Buna isterseniz siz yanıt verin.

Yanıtlarınızı bu köşenin altındaki yorum bölümüne gönderin yayınlayalım.

ŞAKA GİBİ.

Erdoğan esip gürlüyor,

“Bize küfürbazları sanatçı diye yutturdular.”

Kasımpaşalı olduğunu her fırsatta yineleyen,

Siyasi literatüre ‘ulan’ı sokan,

Her konuşmasında yeni bir ‘küfre’ yer veren Erdoğan söylüyor bunu.

Gerçekten şaka gibi!

MERKEL’DEN DESPOTİZM İAŞESİ

“Diktatör müsünüz” sorusu,

Gezi- Ankara karşılaştırması,

“Seçim öncesi gitme” ikazları,

Merkel ziyaretinin zamanlaması,

Seçilmiş basın dışında kimsenin içeri alınmadığı görüşmeler,

Seçimler için ilerleme raporu ertelemesi,

Tüm bunlar için buldukları çareye bakın: Gazetecilerden soru almama…

ÖNYARGI

“Batının gönderdiği tipler, AB’nin, AGİT’in şunun bunun falan hepsinin ön yargıları var.”

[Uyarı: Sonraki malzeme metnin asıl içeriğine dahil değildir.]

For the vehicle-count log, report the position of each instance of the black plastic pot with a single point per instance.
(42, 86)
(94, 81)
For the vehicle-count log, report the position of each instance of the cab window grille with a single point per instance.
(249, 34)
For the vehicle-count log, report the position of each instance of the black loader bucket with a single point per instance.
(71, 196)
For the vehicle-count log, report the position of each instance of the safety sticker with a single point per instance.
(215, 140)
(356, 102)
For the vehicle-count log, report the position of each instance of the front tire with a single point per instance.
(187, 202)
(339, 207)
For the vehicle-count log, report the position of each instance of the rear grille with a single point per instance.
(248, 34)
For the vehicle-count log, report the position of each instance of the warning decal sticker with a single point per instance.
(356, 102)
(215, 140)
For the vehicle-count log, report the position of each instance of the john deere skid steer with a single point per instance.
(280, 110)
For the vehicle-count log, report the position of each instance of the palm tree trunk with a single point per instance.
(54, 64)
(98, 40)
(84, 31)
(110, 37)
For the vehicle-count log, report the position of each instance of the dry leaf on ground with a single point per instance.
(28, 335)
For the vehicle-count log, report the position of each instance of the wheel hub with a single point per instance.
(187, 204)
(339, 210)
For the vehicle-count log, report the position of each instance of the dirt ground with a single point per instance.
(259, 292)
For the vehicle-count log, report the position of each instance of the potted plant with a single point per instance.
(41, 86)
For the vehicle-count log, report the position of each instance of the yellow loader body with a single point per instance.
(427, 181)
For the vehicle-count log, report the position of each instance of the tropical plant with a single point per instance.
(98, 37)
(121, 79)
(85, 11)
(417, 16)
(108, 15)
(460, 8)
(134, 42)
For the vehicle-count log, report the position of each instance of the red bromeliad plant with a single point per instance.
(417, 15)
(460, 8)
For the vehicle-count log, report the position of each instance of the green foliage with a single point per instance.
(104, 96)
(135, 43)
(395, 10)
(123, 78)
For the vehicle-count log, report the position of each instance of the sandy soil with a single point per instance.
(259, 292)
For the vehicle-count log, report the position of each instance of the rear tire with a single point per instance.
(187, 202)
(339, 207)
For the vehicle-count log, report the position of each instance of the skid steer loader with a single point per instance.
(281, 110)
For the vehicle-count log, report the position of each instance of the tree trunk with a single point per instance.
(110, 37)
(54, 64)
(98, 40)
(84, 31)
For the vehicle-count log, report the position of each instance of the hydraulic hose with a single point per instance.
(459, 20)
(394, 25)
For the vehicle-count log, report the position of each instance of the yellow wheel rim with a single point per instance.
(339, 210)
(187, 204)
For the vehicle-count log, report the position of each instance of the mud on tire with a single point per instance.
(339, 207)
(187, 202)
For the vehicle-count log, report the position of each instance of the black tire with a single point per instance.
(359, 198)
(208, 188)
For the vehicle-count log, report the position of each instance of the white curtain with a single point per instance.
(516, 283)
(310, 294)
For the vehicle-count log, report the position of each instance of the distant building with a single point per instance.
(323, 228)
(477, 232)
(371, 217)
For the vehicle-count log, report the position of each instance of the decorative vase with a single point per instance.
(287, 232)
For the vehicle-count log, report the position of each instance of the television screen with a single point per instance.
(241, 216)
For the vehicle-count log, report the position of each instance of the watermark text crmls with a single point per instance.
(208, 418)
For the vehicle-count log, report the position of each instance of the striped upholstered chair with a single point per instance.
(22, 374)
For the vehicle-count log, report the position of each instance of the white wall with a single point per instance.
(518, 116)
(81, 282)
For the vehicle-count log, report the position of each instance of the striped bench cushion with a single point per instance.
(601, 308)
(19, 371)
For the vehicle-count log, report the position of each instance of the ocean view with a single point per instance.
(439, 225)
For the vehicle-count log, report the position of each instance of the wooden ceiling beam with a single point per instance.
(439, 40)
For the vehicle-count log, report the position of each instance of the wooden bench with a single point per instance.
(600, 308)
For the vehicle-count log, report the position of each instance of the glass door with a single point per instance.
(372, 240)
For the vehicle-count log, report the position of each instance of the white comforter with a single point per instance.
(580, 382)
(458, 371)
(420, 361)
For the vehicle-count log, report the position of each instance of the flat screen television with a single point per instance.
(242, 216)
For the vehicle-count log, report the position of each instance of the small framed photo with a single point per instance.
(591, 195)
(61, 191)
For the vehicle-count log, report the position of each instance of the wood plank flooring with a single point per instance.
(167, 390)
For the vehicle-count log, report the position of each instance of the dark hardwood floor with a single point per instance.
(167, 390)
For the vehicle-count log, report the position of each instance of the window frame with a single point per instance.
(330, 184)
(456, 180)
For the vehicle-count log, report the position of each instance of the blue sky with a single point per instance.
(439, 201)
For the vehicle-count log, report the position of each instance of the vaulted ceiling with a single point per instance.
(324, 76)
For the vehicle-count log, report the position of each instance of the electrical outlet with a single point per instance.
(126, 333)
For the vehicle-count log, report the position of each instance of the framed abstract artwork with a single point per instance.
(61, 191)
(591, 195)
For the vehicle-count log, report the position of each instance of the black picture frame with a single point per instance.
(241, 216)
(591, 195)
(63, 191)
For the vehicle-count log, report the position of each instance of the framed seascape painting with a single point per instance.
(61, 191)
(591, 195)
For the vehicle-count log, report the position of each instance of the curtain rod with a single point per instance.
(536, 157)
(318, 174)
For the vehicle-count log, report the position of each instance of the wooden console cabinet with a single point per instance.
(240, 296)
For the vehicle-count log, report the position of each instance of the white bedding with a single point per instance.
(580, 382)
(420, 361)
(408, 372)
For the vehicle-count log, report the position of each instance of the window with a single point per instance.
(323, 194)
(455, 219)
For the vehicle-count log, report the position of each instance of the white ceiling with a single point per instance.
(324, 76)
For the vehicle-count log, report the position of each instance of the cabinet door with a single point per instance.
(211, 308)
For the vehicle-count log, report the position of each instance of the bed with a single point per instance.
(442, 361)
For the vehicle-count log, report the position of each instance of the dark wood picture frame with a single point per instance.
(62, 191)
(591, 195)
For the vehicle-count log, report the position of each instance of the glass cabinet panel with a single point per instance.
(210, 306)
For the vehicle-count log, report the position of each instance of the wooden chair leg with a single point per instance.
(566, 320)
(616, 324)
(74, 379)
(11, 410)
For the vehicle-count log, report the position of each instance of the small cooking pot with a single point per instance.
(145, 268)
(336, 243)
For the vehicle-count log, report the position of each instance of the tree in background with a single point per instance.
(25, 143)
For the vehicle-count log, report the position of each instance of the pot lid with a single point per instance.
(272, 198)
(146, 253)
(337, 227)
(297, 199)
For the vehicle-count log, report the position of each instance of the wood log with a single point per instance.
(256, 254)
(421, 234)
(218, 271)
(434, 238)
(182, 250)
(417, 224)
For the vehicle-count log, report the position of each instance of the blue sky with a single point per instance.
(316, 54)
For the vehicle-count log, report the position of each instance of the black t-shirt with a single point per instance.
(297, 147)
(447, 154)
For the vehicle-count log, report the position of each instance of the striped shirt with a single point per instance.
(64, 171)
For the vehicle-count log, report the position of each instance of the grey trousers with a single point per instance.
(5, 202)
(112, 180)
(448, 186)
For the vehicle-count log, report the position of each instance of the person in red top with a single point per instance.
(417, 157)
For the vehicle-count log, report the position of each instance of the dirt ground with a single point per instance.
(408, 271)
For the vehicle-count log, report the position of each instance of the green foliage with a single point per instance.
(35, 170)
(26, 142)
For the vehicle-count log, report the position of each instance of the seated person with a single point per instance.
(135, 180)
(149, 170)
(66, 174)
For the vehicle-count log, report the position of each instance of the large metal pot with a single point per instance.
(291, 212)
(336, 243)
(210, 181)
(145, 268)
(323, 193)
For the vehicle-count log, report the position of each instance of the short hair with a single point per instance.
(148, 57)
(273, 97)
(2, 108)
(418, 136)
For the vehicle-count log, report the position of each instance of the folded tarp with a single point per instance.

29 Ekim Cumhuriyet resepsiyonunda yine bir Erdoğan vecizesi.

Buna ne denir? “Paranoya” dışında bir yanıtınız olsun lütfen.

MİNİ DÜNYA SAVAŞI

Geçtim iç savaş provalarından falan, tıpkı 1960’lardaki Cezayir, Vietnam, Latin Amerika, Kuzey Afrika hareketliliğinde bir yörünge çıktı ortaya.

Bunun diğer adı orta boy bir dünya savaşının ayak sesleri olabilir.

Önce Rusya

Sonra Amerika,

NATO’su ile Avrupalı müttefikler,

Doğuda İran,

Ardından Çin,

Ortadoğu’da İsrail,

Arada sıkışmış ama farkında olmayıp hala boşa efelenen Türkiye,

Ve geniş Asya steplerinde her gün mantar gibi türeyen bin bir çeşit silahlı örgüt tipi.

Bu savaşın sıcak tarafları olmaya başladılar bile!

Böyle dönemlerin ilk kurbanları kim olmuştur tarih boyunca? Halklar!

Peki son kurbanları? Şaşmaz biçimde diktatörler!

“TÜRKİYE SAVAŞTA”

“Savaş demişken, bizi bu konuda pek abartılı bulanlara gelsin.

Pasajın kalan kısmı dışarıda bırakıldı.